Throughout its rich history Japan has been a nation closely associated with colossal monsters, legendary creatures and mythical beasts. Such destructive monsters have long been conceived then portrayed on a broad scale through the creative output of the 'Land of the Rising Sun'.
While the narratives of the likes of 'Godzilla' belong to famous novels, comic books and Hollywood movie screens, Japan now has a new monster on its shores - one who harbours devastating power in both hands and is capable of inflicting alarming damage.
Naoya Inoue is 'the Monster' in case. The 25-year-old Japanese boxer has been steadily climbing the boxing ranks in recent years, demonstrating his fierce ability in the ring both on home soil and in America, while being showcased to UK television audiences too.
After just 16 professional bouts, Inoue is a three-weight world titlist already, having today claimed the WBA 'regular' title from Britain's Jamie McDonnell in less than a round of controlled violence and mayhem.
'The Monster' had previously picked up belts at light-flyweight and super-flyweight. Many more big-name opportunities were available at 115lbs, but Inoue simply outgrew the super-fly division and set his sights on silverware further up.
First up at bantamweight was Doncaster road warrior McDonnell, who has long looked less than comfortable making his usual weight, and it proved another destructive outing for Japan's rampantly rising star.

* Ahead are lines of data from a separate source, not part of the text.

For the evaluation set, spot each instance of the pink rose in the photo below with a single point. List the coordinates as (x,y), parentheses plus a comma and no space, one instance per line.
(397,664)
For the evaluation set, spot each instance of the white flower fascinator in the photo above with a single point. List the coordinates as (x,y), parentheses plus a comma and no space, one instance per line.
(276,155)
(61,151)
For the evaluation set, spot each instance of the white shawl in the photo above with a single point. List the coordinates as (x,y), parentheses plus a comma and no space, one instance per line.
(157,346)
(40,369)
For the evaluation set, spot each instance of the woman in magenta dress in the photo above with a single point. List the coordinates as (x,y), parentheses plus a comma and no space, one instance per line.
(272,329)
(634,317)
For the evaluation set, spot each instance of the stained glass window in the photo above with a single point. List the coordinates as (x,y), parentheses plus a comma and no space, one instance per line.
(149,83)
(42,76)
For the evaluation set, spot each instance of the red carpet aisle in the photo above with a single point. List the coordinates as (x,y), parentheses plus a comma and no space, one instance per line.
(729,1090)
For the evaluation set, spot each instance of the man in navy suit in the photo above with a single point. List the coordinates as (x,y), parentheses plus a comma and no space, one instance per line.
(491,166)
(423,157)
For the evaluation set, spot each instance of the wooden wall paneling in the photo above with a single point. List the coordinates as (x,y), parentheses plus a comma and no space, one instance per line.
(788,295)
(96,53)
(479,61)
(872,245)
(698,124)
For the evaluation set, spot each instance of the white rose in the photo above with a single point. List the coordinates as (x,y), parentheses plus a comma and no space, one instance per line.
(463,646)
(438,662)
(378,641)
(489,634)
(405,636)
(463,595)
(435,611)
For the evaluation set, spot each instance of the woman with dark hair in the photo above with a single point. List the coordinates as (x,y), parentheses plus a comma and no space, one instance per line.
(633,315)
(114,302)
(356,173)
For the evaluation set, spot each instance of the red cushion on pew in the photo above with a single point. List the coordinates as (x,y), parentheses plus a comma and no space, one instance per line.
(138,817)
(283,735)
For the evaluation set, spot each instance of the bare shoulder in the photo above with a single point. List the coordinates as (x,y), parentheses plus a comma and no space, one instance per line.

Inoue has rocketed towards the higher reaches of many pound-for-pound thanks to his impressive performances to date, Boxing Monthly online, for example, ranked him seventh in our last P4P poll in January. By dethroning McDonnell inside the opening round of their meeting today, Inoue merely reinforced his continuously growing stature in the sport.

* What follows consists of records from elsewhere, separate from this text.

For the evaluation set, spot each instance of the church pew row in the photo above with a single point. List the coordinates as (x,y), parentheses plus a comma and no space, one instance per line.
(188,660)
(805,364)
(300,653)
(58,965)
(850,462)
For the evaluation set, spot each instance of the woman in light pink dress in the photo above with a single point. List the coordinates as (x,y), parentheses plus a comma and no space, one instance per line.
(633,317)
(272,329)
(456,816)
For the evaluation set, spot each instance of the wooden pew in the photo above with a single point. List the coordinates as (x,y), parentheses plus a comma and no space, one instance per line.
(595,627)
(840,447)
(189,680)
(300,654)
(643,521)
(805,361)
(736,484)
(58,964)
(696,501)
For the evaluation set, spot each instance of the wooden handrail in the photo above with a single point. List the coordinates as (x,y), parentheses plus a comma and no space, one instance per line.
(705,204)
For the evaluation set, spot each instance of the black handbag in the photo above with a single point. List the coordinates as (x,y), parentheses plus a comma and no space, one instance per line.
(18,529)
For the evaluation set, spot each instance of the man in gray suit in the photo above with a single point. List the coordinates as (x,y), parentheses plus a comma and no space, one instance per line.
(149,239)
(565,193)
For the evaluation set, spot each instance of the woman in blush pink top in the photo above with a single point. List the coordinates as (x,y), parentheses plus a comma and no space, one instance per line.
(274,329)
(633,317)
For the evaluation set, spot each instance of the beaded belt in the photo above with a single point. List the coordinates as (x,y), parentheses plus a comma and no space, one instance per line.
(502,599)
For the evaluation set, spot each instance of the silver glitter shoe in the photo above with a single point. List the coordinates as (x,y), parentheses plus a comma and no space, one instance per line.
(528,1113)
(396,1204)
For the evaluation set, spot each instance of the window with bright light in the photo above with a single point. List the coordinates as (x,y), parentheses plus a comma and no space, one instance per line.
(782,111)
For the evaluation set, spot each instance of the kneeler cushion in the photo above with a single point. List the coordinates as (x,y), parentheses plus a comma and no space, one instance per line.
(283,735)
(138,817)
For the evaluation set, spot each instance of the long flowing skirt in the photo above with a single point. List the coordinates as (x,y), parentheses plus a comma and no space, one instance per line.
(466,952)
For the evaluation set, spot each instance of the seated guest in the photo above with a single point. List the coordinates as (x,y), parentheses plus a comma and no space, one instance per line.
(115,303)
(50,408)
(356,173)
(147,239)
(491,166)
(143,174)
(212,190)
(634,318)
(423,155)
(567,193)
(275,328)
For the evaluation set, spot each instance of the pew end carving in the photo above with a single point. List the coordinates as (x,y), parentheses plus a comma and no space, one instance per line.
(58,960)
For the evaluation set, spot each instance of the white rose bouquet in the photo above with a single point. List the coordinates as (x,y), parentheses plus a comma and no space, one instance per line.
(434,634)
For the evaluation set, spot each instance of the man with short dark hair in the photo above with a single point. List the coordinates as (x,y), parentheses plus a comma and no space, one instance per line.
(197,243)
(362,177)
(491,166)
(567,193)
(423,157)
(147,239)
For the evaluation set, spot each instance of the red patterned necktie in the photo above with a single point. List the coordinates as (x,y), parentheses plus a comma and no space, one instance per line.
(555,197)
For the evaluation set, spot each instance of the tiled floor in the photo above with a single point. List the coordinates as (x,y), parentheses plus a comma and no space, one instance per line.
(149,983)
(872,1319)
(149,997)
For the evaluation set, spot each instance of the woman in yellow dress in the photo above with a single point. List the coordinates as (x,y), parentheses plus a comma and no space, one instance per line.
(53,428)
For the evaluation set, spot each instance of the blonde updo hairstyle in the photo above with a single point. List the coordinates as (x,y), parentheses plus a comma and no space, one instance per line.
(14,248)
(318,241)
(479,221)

The 25-year-old is widely regarded as one of the most fearsome body punchers in the world and showed his hurtful power within the opening minute against a weight-drained McDonnell, before dropping his opponent with a trademark left hook downstairs.
It was clear from the start of proceedings that Inoue was in 'seek and destroy' mode, charging forward in bursts and catching McDonnell with damaging blows.

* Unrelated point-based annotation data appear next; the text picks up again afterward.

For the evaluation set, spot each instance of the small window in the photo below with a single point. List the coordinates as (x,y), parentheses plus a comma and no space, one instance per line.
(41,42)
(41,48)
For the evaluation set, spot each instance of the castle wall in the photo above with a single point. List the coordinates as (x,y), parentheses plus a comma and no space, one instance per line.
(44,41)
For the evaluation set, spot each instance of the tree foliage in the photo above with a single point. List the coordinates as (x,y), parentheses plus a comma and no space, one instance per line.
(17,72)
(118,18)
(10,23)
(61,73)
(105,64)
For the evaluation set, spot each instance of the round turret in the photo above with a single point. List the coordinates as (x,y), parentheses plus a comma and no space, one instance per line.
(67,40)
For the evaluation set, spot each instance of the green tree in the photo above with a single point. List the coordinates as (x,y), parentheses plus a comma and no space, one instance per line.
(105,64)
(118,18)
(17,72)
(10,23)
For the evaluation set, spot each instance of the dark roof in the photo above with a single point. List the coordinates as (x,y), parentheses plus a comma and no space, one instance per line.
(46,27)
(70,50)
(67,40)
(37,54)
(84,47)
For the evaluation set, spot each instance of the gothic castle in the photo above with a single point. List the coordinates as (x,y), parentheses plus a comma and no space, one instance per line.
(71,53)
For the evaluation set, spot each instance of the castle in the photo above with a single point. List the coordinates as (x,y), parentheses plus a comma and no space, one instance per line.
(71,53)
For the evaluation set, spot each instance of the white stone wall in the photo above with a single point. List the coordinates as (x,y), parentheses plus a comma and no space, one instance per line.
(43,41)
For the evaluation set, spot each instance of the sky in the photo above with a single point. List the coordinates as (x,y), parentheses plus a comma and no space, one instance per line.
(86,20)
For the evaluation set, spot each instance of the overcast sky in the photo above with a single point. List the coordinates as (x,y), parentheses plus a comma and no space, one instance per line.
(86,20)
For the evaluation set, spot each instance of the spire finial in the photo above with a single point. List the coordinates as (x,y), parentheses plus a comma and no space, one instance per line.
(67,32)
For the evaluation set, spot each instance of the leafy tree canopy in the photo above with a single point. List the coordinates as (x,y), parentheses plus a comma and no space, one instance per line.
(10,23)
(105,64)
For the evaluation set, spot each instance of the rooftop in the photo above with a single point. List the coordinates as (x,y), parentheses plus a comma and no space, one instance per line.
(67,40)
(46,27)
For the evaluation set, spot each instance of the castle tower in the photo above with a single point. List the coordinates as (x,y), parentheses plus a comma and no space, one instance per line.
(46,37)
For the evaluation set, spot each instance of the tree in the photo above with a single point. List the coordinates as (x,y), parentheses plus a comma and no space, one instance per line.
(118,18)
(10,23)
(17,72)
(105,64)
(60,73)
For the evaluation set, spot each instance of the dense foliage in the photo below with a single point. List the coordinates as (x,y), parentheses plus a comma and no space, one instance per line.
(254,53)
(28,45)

Following the first knockdown, Inoue turned and gestured to the partisan crowd, rallying them for the decisive assault that would soon unfold on the ropes. The home favourite forced McDonnell into a vulnerable position from which he couldn't escape and proceeded to wallop him until the referee had no other choice but to intervene.
During the aftermath of his crushing victory on home territory, Inoue confirmed what all boxing fans desperately wanted to hear, namely that he intends to enter the upcoming World Boxing Super Series bantamweight tournament. The prospect of seeing the Japanese superstar battle alongside other 118lbs champions Ryan Burnett, Zolani Tete and Emmanuel Rodriguez is truly mouth-watering.
Although he was defeated comprehensively, some credit must go to the dethroned champion McDonnell, who showed courage in taking on one of the best fighters on the planet in his own backyard. McDonnell also had the professionalism to somehow make the bantamweight limit again, despite having evidently outgrown the division some time ago.
But today undoubtedly belonged to the new WBA bantamweight title holder from the Land of the Rising Sun - the future for Inoue is bright, and today he proved he was a 'Monster' to truly fear.